An hour later he is on his round of the acute ward. "We have 17 beds and 29 people needing them," he says. "Last year I admitted 460 people, all seriously disturbed ... People have to leave as quickly as they can, to make room for a more disturbed person."

He skips lunch to go straight to the emergency clinic, pursued by patients and relatives.

A schizophrenic patient has stopped taking his medication and is "going berserk in the community". "I'm physically too busy to do anything about it, so I have to send a junior doctor down to find this 6ft 6in huge guy ... [who] abuses drugs and is very dangerous when he is ill."
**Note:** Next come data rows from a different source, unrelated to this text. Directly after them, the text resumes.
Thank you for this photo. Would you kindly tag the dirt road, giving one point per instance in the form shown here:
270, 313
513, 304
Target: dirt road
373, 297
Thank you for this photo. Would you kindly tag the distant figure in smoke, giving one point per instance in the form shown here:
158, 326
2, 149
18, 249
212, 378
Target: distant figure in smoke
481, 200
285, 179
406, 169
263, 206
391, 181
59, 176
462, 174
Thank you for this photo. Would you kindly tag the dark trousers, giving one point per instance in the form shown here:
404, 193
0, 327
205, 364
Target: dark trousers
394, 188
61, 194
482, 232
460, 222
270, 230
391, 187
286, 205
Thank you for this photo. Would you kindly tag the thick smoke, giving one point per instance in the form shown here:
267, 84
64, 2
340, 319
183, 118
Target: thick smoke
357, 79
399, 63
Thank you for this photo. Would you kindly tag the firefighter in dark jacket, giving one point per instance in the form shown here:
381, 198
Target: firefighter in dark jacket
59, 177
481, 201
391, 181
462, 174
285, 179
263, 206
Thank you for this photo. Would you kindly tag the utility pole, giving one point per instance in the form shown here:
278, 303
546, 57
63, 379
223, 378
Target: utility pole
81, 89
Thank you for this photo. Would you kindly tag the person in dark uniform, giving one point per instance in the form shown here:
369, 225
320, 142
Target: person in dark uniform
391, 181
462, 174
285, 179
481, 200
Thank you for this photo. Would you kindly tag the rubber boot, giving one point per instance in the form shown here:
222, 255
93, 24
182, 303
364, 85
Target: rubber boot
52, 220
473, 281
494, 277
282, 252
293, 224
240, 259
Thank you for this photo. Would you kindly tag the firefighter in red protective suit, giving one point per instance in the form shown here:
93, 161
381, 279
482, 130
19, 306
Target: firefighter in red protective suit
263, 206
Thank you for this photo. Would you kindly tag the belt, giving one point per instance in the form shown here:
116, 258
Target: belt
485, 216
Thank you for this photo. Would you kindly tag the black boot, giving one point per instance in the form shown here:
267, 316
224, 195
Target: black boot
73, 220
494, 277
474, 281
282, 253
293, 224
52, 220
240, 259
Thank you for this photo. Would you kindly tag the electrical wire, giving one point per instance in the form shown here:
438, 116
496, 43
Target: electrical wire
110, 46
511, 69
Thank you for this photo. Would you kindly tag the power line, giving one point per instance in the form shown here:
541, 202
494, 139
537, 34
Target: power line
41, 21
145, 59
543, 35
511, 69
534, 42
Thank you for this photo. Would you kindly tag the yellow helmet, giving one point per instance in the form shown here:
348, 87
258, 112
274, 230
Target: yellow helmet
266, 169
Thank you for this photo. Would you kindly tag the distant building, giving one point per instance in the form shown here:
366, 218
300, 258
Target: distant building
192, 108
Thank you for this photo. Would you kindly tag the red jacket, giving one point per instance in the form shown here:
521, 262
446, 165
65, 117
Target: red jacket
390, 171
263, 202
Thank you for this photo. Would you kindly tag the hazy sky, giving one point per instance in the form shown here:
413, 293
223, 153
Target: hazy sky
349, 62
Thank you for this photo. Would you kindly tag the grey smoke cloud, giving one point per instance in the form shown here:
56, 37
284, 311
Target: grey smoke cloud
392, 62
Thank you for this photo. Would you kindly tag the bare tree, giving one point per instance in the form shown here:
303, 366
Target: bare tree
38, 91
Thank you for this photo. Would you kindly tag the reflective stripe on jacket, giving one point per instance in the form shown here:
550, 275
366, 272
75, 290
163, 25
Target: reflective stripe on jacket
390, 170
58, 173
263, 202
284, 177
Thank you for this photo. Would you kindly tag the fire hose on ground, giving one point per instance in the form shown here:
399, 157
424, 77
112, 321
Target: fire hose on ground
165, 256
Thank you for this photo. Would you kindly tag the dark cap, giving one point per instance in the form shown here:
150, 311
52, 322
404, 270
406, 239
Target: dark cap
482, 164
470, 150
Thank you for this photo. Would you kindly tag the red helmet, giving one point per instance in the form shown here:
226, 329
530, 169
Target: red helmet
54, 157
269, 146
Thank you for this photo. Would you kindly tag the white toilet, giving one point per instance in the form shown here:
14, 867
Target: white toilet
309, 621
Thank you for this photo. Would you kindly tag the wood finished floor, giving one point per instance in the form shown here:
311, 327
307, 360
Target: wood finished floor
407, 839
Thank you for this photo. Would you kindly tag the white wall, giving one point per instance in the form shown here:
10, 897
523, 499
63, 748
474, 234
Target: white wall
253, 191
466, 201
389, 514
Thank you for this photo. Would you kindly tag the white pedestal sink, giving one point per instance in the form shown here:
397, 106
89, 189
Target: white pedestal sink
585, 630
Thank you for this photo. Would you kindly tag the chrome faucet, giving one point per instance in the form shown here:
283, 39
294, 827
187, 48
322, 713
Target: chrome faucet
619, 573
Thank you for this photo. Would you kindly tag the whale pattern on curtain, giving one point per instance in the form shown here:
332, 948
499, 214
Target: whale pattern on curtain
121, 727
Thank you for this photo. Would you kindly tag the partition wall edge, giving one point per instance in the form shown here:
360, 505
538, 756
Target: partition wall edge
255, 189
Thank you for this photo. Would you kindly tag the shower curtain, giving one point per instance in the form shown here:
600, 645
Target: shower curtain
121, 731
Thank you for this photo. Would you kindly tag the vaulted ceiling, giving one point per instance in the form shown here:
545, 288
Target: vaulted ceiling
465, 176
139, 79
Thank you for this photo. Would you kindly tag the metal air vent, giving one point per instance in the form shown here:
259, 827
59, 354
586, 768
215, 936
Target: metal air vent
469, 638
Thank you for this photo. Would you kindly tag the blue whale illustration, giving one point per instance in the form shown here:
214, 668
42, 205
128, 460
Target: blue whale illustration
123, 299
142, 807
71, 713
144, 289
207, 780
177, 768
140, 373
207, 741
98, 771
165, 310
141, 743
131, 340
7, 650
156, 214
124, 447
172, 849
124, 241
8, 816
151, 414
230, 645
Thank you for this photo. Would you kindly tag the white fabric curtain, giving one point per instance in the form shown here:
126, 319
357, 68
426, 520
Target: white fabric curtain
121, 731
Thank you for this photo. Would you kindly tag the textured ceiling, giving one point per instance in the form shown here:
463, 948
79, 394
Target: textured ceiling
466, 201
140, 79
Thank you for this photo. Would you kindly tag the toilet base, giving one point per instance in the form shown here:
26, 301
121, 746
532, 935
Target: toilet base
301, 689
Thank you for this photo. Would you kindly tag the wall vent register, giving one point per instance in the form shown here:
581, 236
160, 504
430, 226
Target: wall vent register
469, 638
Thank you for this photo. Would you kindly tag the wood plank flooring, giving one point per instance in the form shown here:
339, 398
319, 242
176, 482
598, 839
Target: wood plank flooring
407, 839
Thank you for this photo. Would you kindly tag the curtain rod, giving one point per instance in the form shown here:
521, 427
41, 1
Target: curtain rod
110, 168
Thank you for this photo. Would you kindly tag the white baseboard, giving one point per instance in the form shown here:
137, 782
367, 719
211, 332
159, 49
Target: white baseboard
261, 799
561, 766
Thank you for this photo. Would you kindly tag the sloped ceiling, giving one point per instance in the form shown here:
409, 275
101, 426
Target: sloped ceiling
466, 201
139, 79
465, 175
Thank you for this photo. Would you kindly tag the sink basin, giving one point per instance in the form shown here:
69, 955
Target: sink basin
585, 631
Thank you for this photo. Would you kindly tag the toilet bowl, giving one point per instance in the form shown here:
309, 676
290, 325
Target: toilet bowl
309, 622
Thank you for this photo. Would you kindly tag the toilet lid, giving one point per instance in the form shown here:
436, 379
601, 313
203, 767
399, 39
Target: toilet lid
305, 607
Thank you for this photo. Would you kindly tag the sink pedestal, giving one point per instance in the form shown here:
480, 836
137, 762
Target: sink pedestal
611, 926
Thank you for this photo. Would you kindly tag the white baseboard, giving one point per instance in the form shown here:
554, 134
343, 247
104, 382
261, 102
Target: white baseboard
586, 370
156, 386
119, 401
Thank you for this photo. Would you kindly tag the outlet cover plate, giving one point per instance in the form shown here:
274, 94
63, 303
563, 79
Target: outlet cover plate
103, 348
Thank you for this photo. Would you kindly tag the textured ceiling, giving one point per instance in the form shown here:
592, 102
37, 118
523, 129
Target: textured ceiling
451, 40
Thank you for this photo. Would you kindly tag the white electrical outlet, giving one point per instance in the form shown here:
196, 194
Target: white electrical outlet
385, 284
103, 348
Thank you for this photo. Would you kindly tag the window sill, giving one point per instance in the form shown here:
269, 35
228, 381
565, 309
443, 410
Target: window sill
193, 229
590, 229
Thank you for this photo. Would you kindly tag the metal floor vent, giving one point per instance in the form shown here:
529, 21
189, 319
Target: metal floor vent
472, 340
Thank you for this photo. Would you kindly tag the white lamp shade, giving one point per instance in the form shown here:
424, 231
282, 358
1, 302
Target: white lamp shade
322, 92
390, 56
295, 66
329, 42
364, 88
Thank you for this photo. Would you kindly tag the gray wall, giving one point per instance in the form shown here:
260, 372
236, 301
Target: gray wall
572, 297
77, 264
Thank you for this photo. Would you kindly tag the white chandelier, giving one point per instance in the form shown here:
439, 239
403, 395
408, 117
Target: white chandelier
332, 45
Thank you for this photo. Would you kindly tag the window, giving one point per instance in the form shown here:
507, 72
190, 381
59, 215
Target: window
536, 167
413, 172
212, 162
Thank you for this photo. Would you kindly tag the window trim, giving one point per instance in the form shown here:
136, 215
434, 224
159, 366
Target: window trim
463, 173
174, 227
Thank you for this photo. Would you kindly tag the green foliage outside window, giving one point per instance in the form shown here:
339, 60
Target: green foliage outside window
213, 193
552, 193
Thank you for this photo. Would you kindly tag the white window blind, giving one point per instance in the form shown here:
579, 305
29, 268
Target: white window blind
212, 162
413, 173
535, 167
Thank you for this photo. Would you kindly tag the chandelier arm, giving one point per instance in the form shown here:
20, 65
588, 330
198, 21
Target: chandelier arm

Dr Deahl is now 15 minutes late for a case conference for a patient who self-abuses. "When I turn up late it seems as if I'm not taking her case seriously."

Driving through London in heavy traffic, he is late for another meeting, this time with a schizophrenic and a council housing officer who is threatening to evict him because of complaints from the neighbours: "If this man is evicted ...he stress will lead to a breakdown, putting him back on the ward, and when he gets out he will have nowhere to live."

Dr Deahl leaves at around 6.30pm - nearly 11 hours after he started out. "I'm 39, and I already know my retirement date: 29 September 2014. That says something about morale, if you know it off by heart," he says.